Our East Coast contributor Kat Johnson talks to author, illustrator, costume designer and Wes Anderson collaborator/partner Juman Malouf about her stunning new book for the middle-school set.
I met Juman Malouf when I was 16. I had just gone off to boarding school in Rhode Island, and a friend told me to contact her cousin, Juman, who was in college at Brown at the time, so I’d know someone in Providence. As it turned out, my parents ended up entrusting Juman as practically my temporary guardian -- they told my school I had permission to stay with her every weekend, though in fact I almost never did. When the school eventually found out I hadn't been spending my weekends safely ensconced in a Brown dorm, the ruse (and my freedom) came to an end. Nowadays I wish I’d spent more time where the school thought I was, absorbing Juman’s singular brand of grace, wit, artistry and wonder, rather than hanging out with a motley crew of hippie high schoolers. Back then, Juman was the most glamorous person I knew. She still is.

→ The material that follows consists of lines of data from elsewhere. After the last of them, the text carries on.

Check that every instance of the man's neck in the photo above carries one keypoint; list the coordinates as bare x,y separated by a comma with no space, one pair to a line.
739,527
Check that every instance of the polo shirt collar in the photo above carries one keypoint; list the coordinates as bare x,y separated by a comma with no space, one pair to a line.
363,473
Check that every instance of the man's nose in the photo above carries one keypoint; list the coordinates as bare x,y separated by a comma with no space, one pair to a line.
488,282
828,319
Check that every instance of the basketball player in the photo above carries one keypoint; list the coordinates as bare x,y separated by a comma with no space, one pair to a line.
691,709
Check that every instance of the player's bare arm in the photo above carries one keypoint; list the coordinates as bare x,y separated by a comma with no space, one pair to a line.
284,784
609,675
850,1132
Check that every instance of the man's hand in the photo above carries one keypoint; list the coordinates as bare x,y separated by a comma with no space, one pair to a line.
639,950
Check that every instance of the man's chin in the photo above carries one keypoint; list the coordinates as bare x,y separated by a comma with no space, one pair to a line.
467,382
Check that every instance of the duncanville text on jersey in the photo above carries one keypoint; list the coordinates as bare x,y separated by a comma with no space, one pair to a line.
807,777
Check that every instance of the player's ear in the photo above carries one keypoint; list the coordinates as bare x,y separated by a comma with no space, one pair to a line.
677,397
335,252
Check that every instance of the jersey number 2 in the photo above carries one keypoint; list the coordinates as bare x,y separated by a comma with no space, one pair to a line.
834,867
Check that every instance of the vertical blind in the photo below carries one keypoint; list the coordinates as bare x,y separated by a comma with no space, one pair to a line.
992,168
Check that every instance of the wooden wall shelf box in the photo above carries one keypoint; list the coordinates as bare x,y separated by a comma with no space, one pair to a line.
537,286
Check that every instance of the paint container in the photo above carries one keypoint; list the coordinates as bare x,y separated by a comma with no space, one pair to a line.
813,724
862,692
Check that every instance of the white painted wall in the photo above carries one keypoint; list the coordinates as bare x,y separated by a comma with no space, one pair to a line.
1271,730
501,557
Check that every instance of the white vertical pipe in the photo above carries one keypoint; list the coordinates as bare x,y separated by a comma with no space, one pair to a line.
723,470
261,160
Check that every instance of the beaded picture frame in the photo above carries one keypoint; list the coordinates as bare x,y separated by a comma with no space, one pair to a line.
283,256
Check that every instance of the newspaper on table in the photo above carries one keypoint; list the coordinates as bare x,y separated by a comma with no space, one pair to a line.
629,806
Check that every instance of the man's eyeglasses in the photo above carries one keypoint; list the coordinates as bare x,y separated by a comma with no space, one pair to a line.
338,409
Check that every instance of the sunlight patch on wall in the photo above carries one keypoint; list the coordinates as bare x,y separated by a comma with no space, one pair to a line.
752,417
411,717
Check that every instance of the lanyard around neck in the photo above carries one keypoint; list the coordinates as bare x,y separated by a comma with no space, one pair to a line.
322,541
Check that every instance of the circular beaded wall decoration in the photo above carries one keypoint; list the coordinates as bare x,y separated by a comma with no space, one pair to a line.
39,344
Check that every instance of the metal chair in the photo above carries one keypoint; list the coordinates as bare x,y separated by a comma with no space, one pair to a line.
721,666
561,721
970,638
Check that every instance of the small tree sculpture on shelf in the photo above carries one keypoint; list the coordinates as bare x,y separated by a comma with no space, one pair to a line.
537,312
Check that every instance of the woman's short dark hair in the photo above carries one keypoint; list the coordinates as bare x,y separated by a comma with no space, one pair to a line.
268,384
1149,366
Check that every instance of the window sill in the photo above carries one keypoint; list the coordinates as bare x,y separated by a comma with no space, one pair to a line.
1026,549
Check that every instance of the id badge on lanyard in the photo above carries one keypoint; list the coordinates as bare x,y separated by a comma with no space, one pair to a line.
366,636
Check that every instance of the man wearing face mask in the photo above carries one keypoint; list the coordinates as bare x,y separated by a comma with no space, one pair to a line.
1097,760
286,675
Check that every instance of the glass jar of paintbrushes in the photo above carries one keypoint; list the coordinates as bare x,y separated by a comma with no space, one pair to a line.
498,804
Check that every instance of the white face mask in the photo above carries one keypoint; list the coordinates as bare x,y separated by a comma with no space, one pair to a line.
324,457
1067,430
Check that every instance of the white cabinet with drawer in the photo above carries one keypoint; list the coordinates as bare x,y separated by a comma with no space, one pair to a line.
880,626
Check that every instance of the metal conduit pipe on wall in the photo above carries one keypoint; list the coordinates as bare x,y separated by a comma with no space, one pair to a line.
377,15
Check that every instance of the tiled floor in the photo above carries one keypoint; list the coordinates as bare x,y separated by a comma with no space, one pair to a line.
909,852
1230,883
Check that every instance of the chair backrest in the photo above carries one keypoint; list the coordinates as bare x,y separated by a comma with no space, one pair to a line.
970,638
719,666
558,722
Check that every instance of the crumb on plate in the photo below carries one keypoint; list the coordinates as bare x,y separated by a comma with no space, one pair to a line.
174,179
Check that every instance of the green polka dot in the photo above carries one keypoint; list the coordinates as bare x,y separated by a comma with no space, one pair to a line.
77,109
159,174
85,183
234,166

Of course now, I'm far from the only person who's enamored by her charms. After a brief but memorable career as a fashion designer (the cultish label Charlotte Corday, which she cofounded with Bird owner Jen Mankins in the early 2000s, was beloved for its Victorian-inspired knits) and costume designer, she spent the past 10 years writing an illustrated young-adult novel, "The Trilogy of Two," which was released this month to a flurry of press. The book, which follows a pair of identical twins in a fantastic circus landscape, is offset by Juman’s strikingly detailed, moody illustrations and evocative language.
There's also her famous partner, the film director Wes Anderson, with whom she's collaborated professionally over the years. Over breakfast in the East Village, I sat down with Juman to get the inside scoop on the book and her road to becoming a writer.
KJ: You were much more immersed in the visual arts before you started writing. How did that switch come about?
JM: My interest in set and costume design was always about creating fantastical settings -- to use my imagination to invent new worlds. Then I realized I could create these worlds myself, and go even deeper, with writing. One reason I wanted to write was that in college, I had so many wonderfully creative friends -- artists, musicians, performers -- and after school so many people got cold feet and didn’t think their creative pursuits could be real jobs, so they went on to do more practical things. That experience inspired the plot of the book, where the villain steals people’s talents.
Did you always envision it as a YA novel?
I think that people have very short attention spans these days, when it comes to reading. Kids have a better attention span at this age [the middle-school reading level], and those are the years where you read so much, and you really remember and love what you read.
What are some of the books that you loved as a child?
“Alice in Wonderland,” anything by Roald Dahl, the Narnia books, the historical children’s novels by Leon Garfield, and the “All-of-a-Kind Family” series.
How do you think your upbringing inspired your creativity?
I was born in Lebanon, but we had to leave during the civil war. We went to Saudi Arabia, then London, then America. We weren’t displaced people, but we had to keep moving and we couldn’t live in our home because of the war. So we imagined other worlds that we could call home. And my memories of those places have become kind of imaginative and fantastical themselves.
Your mom [the Lebanese writer Hanan al-Shaykh] is a writer. How did that affect you?
I never thought I would be a writer, because my mom is one. I gravitated to visual arts. But I couldn’t escape it. Being surrounded by her circle of artists and intellectuals was very influential. She would take my brother and me to exhibitions, the theater, museums -- I understood and liked that world. She treated us as friends and contemporaries, and that gave us confidence. In my case, maybe too much -- I thought I could write a book but then it actually took me so long to do it. In the book, Tatty [the adoptive mother of the twins] is inspired by my mom.
Can you talk a little about your collaborations with Wes Anderson?
I worked on three projects with Wes. The first one was a little speaking role in “The Fantastic Mr. Fox.” I played a young fox named Agnes. I was really terrible. I think Wes cut my lines down to four! Then, I drew a cover for one of the books Suzy reads in “Moonrise Kingdom.” It felt great to actually finish a "book" while I was so lost in my own. The most recent project was drawing the character sketches for “The Grand Budapest Hotel.” Wes and the legendary costume designer, Milena Canonero, talked through their ideas and I just sketched what they spoke about. It was like taking notes, but with drawings. They were all fun experiences that helped take me out of “The Trilogy of Two” world for a few weeks!
You say that people can lose touch with their creative urges. Why do you think that happens, and how do some people hang on while others can’t?
I think it’s fear-based -- a fear of not making money, which is a legitimate concern. But it’s also the fear of how much work is required to be an artist, and that you really have to motivate yourself. I think for those people who do continue to work in the arts, it’s that they couldn't survive without it. A lot of it comes from how loud that voice is inside you to create art.
Do you have any other creative hobbies?
One of the things I love about my mom is that she has collected so many scraps of things over the years -- lace, buttons, etc. -- and she adds them to her clothes. I like that, and I think I would like to start making my own clothes again. Just for me this time.